But the ice was broken, and before the winter
was over, Theresa fell into her old ways, and
sometimes smiled, and sometimes even laughed,
until chance visitors again spoke of her rare
beauty and her courtly grace.

It was noticeable that Theresa revived first
out of her lassitude to an interest in all Duke's
pursuits. She grew weary of Bessy's small cares
and domestic talknow about the servants,
now about her mother and the Parsonage, now
about the parish. She questioned Duke about
his travels, and could enter into his appreciation
and judgment of foreign nations; she
perceived the latent powers of his mind; she became
impatient of their remaining dormant in country
seclusion. She had spoken of leaving Crowley
Castle, and of finding some other home, soon
after her father's death; but both Duke and
Bessy had urged her to stay with them, Bessy
saying, in the pure innocence of her heart, how
glad she was that, in the probably increasing
cares of her nursery, Duke would have a
companion so much to his mind.

About a year after Sir Mark's death, the
member for Sussex died, and Theresa set herself
to stir up Duke to assume his place. With
some difficulty (for Bessy was passive: perhaps
even opposed to the scheme in her quiet way),
Theresa succeeded, and Duke was elected. She
was vexed at Bessy's torpor, as she called it, in
the whole affair; vexed as she now often was
with Bessy's sluggish interest in all things
beyond her immediate ken. Once, when Theresa
tried to make Bessy perceive how Duke might
shine and rise in his new sphere, Bessy burst
into tears, and said, " You speak as if his
presence here were nothing, and his fame in London
everything. I cannot help fearing that he will
leave off caring for all the quiet ways in which we
have been so happy ever since we were married."
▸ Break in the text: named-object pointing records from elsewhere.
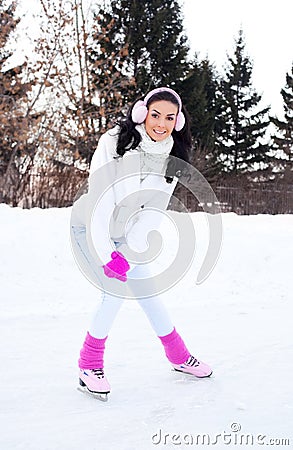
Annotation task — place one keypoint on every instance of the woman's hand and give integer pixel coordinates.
(117, 267)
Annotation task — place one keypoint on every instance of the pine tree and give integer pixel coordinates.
(283, 141)
(242, 124)
(199, 94)
(147, 41)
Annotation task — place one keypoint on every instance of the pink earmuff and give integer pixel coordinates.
(140, 110)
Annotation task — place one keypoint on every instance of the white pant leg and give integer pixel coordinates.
(153, 307)
(104, 317)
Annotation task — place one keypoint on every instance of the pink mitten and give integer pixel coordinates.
(117, 267)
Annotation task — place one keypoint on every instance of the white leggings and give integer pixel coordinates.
(153, 307)
(110, 304)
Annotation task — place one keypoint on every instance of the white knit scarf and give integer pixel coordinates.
(153, 154)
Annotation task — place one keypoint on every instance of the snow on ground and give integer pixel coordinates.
(239, 320)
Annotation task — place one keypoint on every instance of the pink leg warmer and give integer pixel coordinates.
(175, 348)
(92, 353)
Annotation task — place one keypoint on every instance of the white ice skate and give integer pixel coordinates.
(94, 383)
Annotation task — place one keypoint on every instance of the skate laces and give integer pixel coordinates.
(192, 361)
(98, 372)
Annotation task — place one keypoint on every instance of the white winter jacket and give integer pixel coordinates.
(126, 194)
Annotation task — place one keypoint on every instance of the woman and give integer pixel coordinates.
(136, 152)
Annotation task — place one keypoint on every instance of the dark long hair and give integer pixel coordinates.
(129, 138)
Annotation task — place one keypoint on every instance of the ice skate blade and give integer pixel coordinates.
(103, 397)
(191, 374)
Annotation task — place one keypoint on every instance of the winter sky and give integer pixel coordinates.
(212, 26)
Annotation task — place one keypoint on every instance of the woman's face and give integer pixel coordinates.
(161, 119)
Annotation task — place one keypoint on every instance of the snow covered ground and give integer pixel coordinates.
(239, 320)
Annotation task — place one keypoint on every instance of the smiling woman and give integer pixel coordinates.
(109, 227)
(160, 120)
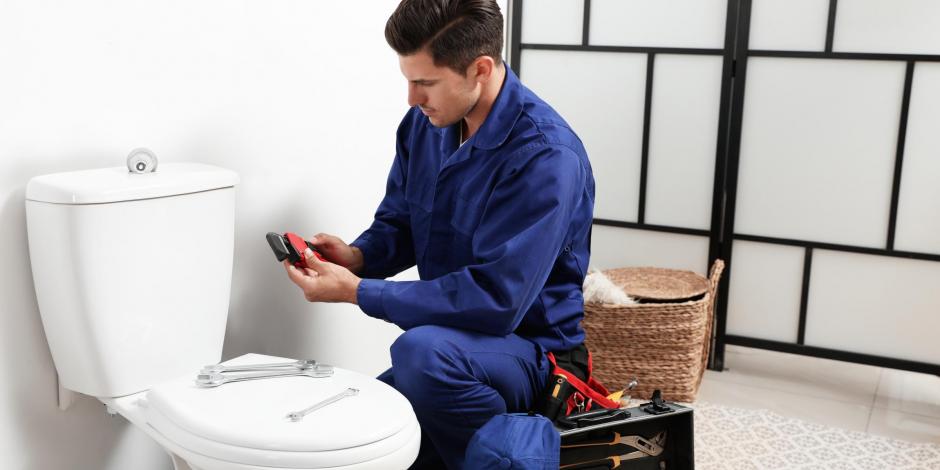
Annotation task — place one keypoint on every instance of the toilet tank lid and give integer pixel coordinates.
(104, 185)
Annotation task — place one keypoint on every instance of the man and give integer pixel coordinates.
(491, 195)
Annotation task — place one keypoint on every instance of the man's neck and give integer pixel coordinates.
(474, 119)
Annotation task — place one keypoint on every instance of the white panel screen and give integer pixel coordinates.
(655, 23)
(918, 224)
(764, 295)
(552, 22)
(615, 247)
(683, 139)
(895, 26)
(818, 148)
(874, 305)
(601, 95)
(789, 25)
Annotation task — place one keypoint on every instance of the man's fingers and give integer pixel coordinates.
(313, 262)
(295, 275)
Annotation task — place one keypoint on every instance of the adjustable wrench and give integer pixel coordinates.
(274, 367)
(215, 379)
(299, 415)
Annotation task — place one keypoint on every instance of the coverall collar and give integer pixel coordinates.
(504, 113)
(498, 123)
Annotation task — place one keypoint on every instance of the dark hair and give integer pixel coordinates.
(455, 32)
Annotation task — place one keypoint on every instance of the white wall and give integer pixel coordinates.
(301, 98)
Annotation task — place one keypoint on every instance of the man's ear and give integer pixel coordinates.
(481, 69)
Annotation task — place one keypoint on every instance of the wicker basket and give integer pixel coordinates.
(664, 345)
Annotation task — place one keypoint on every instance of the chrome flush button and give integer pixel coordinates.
(141, 160)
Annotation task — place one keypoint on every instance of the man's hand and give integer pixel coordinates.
(337, 251)
(324, 281)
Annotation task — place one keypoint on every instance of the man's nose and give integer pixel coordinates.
(415, 96)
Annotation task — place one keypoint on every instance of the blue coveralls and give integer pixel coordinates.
(500, 231)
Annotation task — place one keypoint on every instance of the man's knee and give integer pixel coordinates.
(427, 364)
(422, 348)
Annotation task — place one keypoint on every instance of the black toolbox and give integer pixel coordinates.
(653, 436)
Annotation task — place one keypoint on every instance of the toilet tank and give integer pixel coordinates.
(132, 272)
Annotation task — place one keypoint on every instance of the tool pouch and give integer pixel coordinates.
(571, 388)
(652, 436)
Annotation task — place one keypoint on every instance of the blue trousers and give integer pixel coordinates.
(456, 380)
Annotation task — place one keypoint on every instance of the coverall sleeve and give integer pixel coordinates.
(520, 235)
(387, 246)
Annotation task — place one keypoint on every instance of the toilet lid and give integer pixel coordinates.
(252, 414)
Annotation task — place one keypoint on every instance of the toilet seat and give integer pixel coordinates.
(245, 422)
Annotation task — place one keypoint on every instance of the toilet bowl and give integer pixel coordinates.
(136, 338)
(243, 425)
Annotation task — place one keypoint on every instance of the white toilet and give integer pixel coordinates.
(133, 272)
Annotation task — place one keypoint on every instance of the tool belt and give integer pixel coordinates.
(571, 388)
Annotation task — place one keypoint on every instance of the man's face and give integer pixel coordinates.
(443, 95)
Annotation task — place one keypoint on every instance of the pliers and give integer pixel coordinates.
(644, 448)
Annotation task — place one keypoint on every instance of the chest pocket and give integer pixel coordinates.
(420, 196)
(467, 214)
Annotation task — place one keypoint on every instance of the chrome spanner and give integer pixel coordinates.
(274, 367)
(216, 379)
(299, 415)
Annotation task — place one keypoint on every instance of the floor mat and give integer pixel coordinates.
(739, 439)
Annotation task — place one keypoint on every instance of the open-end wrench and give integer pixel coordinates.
(299, 415)
(274, 367)
(216, 379)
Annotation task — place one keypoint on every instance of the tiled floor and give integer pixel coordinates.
(886, 402)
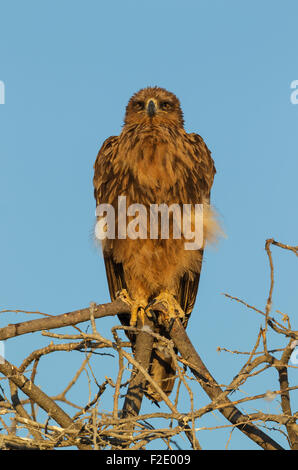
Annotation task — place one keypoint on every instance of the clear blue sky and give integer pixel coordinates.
(69, 69)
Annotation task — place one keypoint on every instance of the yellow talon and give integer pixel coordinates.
(137, 306)
(168, 305)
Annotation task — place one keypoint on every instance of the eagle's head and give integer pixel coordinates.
(154, 105)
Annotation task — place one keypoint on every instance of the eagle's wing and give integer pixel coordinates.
(198, 188)
(105, 183)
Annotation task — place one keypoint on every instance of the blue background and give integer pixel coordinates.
(69, 69)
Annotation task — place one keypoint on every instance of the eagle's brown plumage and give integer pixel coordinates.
(155, 161)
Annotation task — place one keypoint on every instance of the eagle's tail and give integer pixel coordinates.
(162, 370)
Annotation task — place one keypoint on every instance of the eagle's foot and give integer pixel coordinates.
(167, 305)
(137, 306)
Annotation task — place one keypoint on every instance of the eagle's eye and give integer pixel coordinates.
(139, 105)
(166, 105)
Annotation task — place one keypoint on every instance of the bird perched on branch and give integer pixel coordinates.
(154, 161)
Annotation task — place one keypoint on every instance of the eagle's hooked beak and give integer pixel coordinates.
(151, 108)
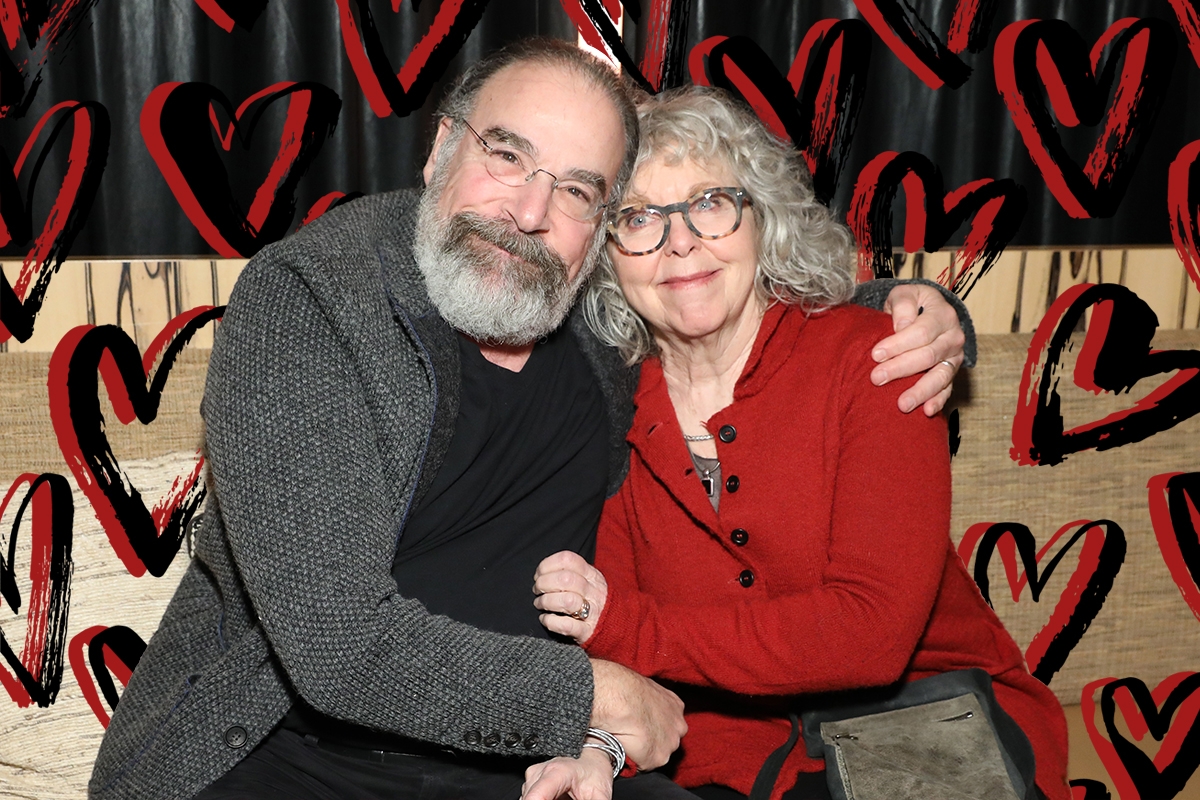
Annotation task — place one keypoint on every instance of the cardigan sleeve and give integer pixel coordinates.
(300, 486)
(859, 626)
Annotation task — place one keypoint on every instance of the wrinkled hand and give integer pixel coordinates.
(646, 717)
(927, 335)
(587, 777)
(564, 584)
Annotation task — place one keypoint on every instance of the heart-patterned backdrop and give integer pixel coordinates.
(1039, 160)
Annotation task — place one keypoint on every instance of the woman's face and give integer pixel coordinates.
(691, 287)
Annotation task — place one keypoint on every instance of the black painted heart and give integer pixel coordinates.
(1115, 356)
(145, 539)
(36, 673)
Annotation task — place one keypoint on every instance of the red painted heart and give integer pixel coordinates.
(1116, 355)
(1036, 56)
(178, 120)
(919, 48)
(1099, 554)
(227, 13)
(144, 539)
(111, 651)
(1189, 23)
(816, 106)
(996, 208)
(36, 674)
(85, 160)
(666, 34)
(1170, 714)
(401, 92)
(46, 24)
(1183, 203)
(1175, 513)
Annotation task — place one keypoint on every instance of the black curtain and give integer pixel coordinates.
(119, 50)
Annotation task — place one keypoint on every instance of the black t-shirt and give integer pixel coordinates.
(523, 477)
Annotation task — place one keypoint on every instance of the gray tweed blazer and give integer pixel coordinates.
(330, 402)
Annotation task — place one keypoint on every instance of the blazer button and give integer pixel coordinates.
(235, 737)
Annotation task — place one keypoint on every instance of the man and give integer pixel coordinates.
(393, 401)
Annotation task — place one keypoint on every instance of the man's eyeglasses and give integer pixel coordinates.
(579, 199)
(711, 214)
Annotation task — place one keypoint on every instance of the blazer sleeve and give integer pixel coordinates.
(859, 626)
(299, 482)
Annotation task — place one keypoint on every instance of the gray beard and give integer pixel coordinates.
(513, 295)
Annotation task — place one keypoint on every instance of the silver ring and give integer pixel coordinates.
(585, 609)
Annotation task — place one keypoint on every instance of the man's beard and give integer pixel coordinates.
(489, 280)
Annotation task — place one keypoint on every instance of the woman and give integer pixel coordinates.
(784, 530)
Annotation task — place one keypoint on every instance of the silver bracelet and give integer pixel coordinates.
(609, 745)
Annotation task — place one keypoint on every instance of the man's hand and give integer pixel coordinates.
(928, 338)
(646, 717)
(587, 777)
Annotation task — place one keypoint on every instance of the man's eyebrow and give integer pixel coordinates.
(510, 138)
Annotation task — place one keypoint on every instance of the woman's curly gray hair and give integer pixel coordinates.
(805, 256)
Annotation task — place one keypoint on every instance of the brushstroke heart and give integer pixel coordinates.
(1170, 714)
(1099, 554)
(111, 651)
(178, 120)
(227, 13)
(1175, 515)
(996, 208)
(387, 90)
(1115, 356)
(1047, 55)
(46, 25)
(144, 539)
(666, 36)
(816, 106)
(919, 48)
(36, 674)
(85, 160)
(1183, 204)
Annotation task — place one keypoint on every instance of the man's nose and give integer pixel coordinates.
(529, 204)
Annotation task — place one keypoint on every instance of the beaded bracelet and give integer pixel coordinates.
(609, 745)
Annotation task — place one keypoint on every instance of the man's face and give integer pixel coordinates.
(503, 262)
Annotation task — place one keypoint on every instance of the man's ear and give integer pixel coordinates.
(439, 137)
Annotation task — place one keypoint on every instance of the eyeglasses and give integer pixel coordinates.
(711, 214)
(576, 198)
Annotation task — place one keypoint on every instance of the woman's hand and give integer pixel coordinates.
(587, 777)
(571, 591)
(928, 338)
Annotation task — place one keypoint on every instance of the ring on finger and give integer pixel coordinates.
(582, 613)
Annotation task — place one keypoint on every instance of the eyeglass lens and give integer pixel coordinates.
(712, 214)
(576, 199)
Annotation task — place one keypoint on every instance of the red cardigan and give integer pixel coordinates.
(845, 576)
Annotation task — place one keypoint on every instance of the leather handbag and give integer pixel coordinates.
(942, 737)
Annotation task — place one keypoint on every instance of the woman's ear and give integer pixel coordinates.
(431, 163)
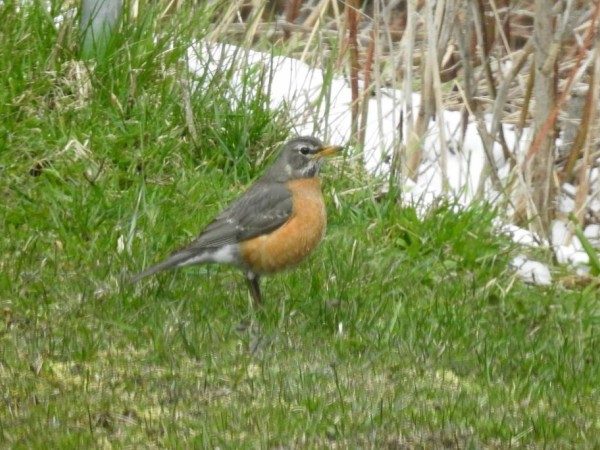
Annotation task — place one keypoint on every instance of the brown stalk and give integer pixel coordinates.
(352, 45)
(551, 119)
(589, 116)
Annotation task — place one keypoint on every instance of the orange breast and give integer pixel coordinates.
(297, 238)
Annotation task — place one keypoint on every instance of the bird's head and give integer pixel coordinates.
(301, 157)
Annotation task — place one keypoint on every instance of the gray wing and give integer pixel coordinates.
(260, 210)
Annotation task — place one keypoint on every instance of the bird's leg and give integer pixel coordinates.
(253, 283)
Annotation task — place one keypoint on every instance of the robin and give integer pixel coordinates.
(277, 223)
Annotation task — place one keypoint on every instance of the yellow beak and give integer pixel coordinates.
(328, 150)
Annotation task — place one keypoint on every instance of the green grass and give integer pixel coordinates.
(403, 331)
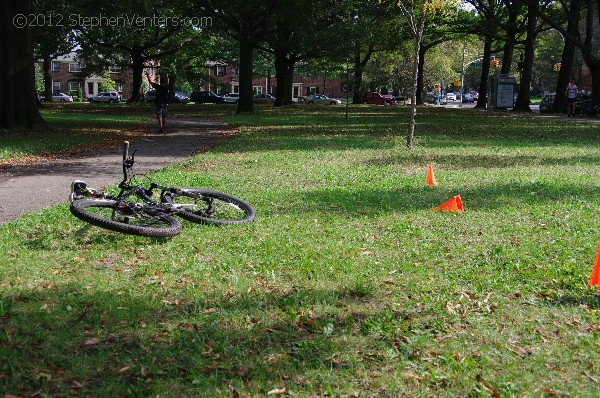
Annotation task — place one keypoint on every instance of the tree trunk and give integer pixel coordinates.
(289, 83)
(358, 74)
(359, 68)
(284, 73)
(485, 73)
(137, 70)
(420, 76)
(246, 99)
(47, 66)
(567, 59)
(527, 75)
(418, 40)
(512, 29)
(18, 97)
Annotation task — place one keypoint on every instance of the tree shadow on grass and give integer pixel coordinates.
(409, 198)
(67, 339)
(467, 161)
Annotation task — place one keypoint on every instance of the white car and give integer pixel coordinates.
(264, 99)
(106, 96)
(468, 97)
(321, 99)
(231, 98)
(59, 97)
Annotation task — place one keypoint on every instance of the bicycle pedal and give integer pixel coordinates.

"But when he is here," replied Theresa, " and
when he wants to talk to you of politics, of
foreign news, of great public interests, you drag
him down to your level of woman's cares."

"Do I?" said Bessy. " Do I drag him
down? I wish I was cleverer; but you know,
Theresa, I was never clever in anything but
housewifery."

Theresa was touched for a moment by this
humility.

"Yet, Bessy, you have a great deal of
judgment, if you will but exercise it. Try and take
an interest in all he cares for, as well as making
him try and take an interest in home affairs."

But, somehow, this kind of conversation too
often ended in dissatisfaction on both sides; and
the servants gathered, from induction rather than
from words, that the two ladies were not on the
most cordial terms; however friendly they might
wish to be, and might strive to appear. Madam
Hawtrey, too, allowed her jealousy of Theresa to
deepen into dislike. She was jealous because,
in some unreasonable way, she had taken it into
her head that Theresa's presence at the castle
was the reason why she was not urged to take
up her abode there on Sir Mark's death: as if
there were not rooms and suites of rooms enough
to lodge a wilderness of dowagers in the building,
if the owner so wished. But Duke had
certain ideas pretty strongly fixed in his mind;
and one was a repugnance to his mother-in-law's
constant company. But he greatly increased her
income as soon as he had it in his power, and
left it entirely to herself how she should spend it.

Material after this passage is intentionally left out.